Monday, November 22, 2021

Encanto - Review

The latest outing from Walt Disney Animation Studios marks the 60th feature length entry in the studio’s filmography. It continues the relative winning streak that the animation department (and Disney overall) have been on now for quite some time. Much has been made about Hollywood’s reliance on IP’s and franchises to get audiences in seats, but time and time again, animation proves that originality still has a place amidst the nostalgia and sequels. 

Encanto follows the story of the Madrigal family and their miraculous lives. Years and years ago, Abuela Alma discovered a miracle, a candle that has enchanted the town and their family home, and gifted each member of the family with a unique gift like strength or healing. Well, everyone except Mirabel, the only ordinary Madrigal. But she discovers that she may be the only one who can save the magic when it starts to fade. 

On the surface, the story sounds largely like a retread of what’s worked so well the last few years. There’s a hero, a problem to solve and an adventure to be had to solve said problem. It worked in Moana, and subsequent films have essentially mirrored that formula in some way or another. But Encanto is different. The mysteries it presents are intimate and the places it goes never venture further than a 100 yards from the Madrigal’s front door, maybe less. Presenting everyone with powers from this magical source seems tailor-made for an action-adventure style of story, but the end result is much closer to a compelling and thrilling mystery than anything else. 

Even with some darker elements and some grim beats, the overall film is a vibrant and joyful fantasy, anchored with some instantly likable characters. The voice cast is phenomenal.  Stephanie Beatriz voices Mirabel, and imbues the character with an upbeat attitude, even if it would be a lie to say she’s not a little heartbroken underneath it all. Mirabel doesn’t want anything more than to make her family proud, even if that means helping the youngest cousin overcome his own anxieties. Other highlights include John Leguizamo as the exiled Uncle Bruno, who is equal parts comedy and misery, and the super strong, super vulnerable Luisa, voiced by Jessica Darrow. 

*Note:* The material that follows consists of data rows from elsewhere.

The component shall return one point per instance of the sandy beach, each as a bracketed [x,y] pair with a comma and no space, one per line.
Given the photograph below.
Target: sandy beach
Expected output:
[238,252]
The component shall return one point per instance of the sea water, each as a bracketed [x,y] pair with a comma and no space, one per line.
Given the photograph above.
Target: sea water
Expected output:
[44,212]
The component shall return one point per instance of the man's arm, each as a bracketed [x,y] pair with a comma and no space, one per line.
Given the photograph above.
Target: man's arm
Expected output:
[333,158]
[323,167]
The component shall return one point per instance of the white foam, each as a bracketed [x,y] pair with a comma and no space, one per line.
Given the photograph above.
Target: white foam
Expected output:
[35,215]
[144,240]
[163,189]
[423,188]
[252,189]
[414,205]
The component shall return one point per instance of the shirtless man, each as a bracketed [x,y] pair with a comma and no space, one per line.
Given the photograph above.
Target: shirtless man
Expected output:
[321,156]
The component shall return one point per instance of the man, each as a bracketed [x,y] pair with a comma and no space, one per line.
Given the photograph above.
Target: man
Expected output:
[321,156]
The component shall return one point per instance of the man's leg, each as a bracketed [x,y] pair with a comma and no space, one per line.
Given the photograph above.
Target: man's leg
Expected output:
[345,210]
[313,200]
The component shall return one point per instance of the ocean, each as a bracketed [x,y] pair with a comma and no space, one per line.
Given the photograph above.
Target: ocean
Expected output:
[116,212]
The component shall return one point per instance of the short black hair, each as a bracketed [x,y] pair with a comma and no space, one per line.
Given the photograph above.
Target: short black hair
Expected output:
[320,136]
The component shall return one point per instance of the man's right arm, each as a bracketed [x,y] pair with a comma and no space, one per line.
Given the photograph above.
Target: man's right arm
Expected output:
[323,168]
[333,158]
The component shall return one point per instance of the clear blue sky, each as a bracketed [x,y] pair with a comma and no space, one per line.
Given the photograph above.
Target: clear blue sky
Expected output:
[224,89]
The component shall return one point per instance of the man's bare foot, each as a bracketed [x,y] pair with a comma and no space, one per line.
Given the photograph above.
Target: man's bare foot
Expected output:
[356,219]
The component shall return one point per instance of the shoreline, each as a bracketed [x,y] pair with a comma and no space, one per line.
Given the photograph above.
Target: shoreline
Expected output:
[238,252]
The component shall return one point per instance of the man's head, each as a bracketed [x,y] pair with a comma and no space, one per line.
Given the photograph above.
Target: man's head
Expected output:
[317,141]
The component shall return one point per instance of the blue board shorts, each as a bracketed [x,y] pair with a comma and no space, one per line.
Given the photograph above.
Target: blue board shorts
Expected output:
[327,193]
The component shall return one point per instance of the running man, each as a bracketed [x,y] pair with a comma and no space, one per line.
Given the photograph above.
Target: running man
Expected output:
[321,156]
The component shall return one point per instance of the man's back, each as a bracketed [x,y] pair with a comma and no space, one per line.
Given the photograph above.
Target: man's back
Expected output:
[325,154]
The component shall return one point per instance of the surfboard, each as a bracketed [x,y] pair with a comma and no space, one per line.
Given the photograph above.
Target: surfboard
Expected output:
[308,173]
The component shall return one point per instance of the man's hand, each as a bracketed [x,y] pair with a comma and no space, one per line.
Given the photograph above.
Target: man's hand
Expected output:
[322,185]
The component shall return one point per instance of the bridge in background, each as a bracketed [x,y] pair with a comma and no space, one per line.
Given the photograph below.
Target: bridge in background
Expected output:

The musical approach for Encanto features an interesting shift. The biggest number given to Mirabel diverges from the trend of the catchy, pop tune that’s been featured in every other musical outing of the past decade or so. “Waiting for a Miracle” is more intimate and delicate in its construction, and shares more in common with Lin-Manuel Miranda’s stage musicals than his previous work for Disney. And this approach allows for some more imaginative sequences, with color and abstract ideas meshing into fantastical scenes and spectacular musical moments.

Encanto quietly escapes the adventure-centered narratives of its predecessors, opting for a more intimate, but no less magical, experience. The music is instantly catchy, despite its less pop-centric approach, and the characters are sure to be instant fan favorites. As a studio, Disney’s animation continues to look more and more impressive, packing so many small details and such life in its characters that’s truly astounding to see. In a truly remarkable age of animation, films like Encanto continue to raise the bar.